Montevideo fue su último sitio, y fue casi el primero. Su largo recorrido por la vida conoció una interrupción terrible, cuando los médicos le detectaron tumores que aconsejaron operación, en el Hospital XII de Octubre de Madrid. Allí le atendió, entre otros, el doctor José Toledo, que le conocía, y todo el mundo se desvivió por él como si no fuera tan solo un enfermo sino un padre, o un hermano, el hombre que había iluminado con sus versos (de amor, de política, de tierra, de aire) la vida de cualquiera. Un día, poseído por el dramatismo al que a veces lo llevó su pesimismo, el que también está en sus poemas, y en sus narraciones, Mario decidió abandonarse. Como hubiera dicho Idea, que le precedió en la muerte, empezó a decir para qué. Detrás de esa decisión de no seguir hay algunos versos, como estos: "Me he ido quedando sin mis escogidos/ los me dieron vida/aliento/paso/ de soledad con su llamita tenue/ y el olfato para reconocer/ cuánta poesía era de madera/ y crecía en nosotros sin saberlo/ Me he quedado sin proust y sin vallejo/ sin quiroga ni onetti ni pessoa/ ni pavese ni walsh ni paco urondo/ sin eliseo diego sin alberti/ sin felisberto hernández sin neruda/ se fueron despacito en fila india".

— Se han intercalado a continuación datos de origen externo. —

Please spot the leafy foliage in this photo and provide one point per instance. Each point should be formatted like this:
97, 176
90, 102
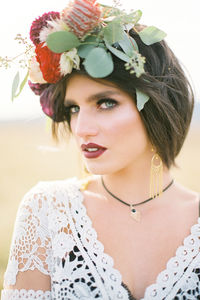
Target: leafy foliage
151, 35
15, 85
142, 98
62, 41
99, 63
113, 32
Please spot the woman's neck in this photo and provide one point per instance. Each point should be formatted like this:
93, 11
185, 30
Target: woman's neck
132, 187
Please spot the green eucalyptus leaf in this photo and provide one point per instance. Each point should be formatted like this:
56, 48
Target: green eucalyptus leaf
87, 45
132, 18
113, 32
15, 85
84, 50
23, 84
62, 41
99, 63
142, 98
151, 35
128, 44
118, 53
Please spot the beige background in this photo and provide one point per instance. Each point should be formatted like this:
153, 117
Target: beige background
28, 155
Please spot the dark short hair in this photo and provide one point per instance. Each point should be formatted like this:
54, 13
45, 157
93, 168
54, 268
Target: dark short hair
166, 116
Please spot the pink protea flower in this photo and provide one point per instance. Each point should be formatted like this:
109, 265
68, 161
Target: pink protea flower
40, 23
82, 16
49, 63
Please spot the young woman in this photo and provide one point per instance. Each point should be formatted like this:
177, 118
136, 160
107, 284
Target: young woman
106, 238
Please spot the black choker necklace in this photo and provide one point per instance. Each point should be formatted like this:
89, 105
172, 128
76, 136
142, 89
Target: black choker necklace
134, 213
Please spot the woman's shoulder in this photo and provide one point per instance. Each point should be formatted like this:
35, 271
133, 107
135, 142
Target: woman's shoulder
47, 194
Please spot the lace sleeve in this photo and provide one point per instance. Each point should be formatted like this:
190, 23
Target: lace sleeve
28, 273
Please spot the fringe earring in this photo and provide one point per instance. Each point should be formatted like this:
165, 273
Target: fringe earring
156, 176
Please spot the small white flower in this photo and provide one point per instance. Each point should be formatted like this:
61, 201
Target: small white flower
68, 61
53, 26
62, 244
35, 73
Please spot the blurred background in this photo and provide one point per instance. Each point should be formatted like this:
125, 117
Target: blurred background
28, 153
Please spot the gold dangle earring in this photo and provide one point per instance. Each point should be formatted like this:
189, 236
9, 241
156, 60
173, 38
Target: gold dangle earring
156, 176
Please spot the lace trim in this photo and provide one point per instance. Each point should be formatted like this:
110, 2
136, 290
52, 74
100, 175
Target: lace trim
110, 278
172, 278
178, 269
25, 294
31, 243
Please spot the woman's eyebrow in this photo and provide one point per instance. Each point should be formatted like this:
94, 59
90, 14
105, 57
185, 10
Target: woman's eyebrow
92, 97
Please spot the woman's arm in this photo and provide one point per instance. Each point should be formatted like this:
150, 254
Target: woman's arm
28, 274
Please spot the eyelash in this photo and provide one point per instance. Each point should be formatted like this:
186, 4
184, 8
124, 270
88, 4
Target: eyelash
99, 103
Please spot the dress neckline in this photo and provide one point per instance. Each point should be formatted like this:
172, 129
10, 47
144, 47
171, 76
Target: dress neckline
182, 251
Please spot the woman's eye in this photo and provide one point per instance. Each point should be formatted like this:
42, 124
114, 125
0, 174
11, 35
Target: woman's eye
73, 109
106, 103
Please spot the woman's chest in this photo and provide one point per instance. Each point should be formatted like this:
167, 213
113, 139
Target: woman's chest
139, 254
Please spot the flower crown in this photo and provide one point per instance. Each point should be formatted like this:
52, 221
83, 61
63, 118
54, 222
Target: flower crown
84, 32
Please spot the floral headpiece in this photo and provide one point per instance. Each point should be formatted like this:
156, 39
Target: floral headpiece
84, 32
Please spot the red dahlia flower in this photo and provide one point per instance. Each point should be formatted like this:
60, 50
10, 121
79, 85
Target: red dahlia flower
41, 22
49, 63
82, 16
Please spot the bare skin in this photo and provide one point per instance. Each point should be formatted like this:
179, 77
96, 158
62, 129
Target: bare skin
141, 250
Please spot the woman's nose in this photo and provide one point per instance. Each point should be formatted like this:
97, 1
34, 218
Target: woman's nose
85, 125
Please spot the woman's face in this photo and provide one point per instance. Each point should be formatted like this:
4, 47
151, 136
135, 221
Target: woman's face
106, 125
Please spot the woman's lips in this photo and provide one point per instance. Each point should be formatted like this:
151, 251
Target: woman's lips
92, 150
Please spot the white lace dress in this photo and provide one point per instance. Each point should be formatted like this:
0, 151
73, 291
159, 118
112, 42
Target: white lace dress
54, 236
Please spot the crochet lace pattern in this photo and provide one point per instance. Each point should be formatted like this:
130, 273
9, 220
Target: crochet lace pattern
54, 235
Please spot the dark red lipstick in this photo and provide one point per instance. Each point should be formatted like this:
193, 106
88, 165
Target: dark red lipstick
92, 150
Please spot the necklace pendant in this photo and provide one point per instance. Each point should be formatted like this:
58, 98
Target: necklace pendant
136, 215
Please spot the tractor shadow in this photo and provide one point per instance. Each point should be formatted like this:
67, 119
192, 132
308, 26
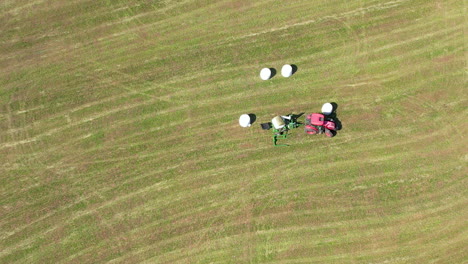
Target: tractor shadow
253, 118
335, 118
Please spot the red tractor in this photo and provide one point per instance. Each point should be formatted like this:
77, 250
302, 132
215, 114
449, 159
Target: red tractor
319, 124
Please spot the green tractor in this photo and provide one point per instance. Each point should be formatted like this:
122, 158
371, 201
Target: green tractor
280, 126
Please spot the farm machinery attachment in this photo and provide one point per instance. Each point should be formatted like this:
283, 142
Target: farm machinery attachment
280, 126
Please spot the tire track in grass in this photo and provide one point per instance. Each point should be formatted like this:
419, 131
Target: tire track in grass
361, 225
234, 184
136, 92
354, 13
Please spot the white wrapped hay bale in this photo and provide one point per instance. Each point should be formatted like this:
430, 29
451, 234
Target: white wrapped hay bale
287, 70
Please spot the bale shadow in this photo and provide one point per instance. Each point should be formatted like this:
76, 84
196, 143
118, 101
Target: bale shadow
253, 118
273, 72
295, 68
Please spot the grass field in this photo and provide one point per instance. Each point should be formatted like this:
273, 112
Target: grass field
120, 143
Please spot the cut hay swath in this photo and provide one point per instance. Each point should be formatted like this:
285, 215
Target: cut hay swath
119, 144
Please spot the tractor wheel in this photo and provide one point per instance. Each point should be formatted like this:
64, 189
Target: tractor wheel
311, 130
330, 133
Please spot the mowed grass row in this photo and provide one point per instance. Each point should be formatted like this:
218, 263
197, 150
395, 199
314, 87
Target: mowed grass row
120, 141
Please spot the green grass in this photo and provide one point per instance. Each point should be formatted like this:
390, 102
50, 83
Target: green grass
119, 139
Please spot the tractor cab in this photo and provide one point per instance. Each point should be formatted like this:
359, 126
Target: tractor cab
318, 124
281, 125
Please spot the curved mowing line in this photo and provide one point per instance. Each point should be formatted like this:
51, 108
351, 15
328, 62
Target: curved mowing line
364, 225
456, 185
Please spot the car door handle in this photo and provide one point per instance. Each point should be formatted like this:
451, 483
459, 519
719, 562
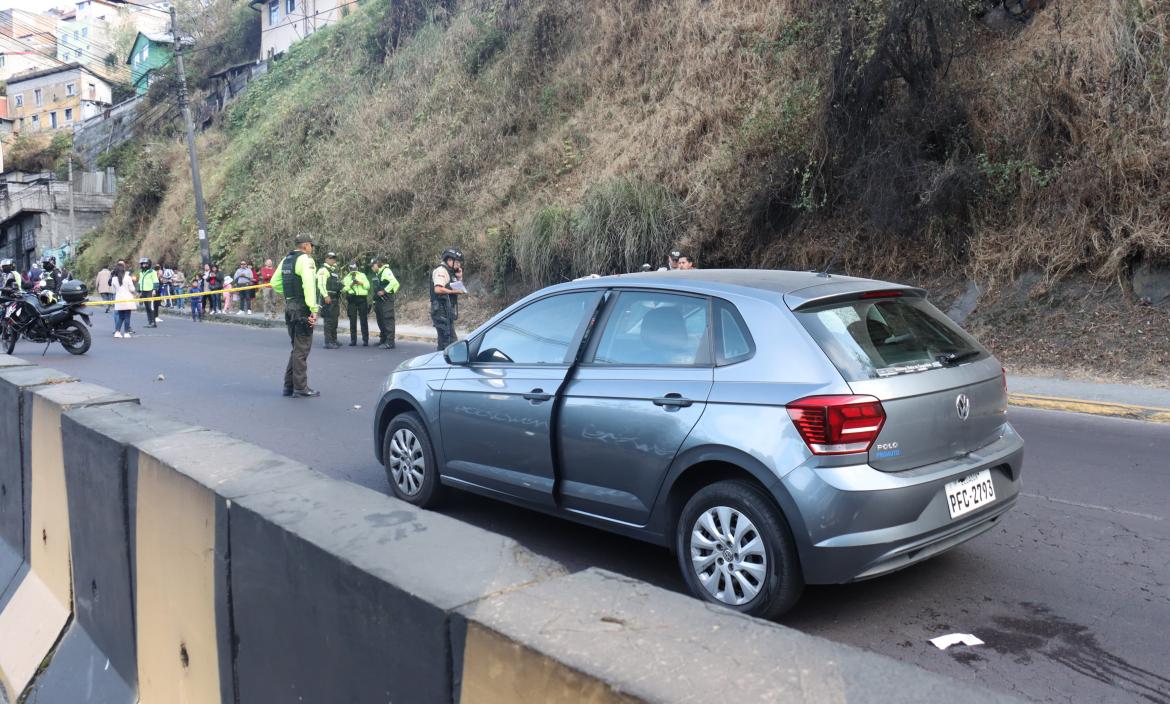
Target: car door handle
673, 401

En ese clima de desolación en el que lo pusieron la enfermedad y su porvenir Mario descuidó su aspecto, dejó de afeitarse, y alguien le dijo, una madrugada: "Así no pùedes estar. Tú eres guapo, un hombre así parece enfermo. Ya no lo estás". Le bastó. Al día siguiente se rasuró del todo, se puso de limpio, y cuando este amigo le visitó otra vez y se hizo el distraído sobre su nuevo aspecto, el viejo poeta revivido le llamó la atención y le dijo:
-¿No te has fijado que hoy sí me afeitó?
Era un hombre insobornable, el más comprometido de su tiempo. Su muerte deja en silencio mustio su época, su ejemplo y la raíz de sus versos. Pero los muchos que le cantan no lo dejarán, como él decía del verdadero amor, en lo oscuro.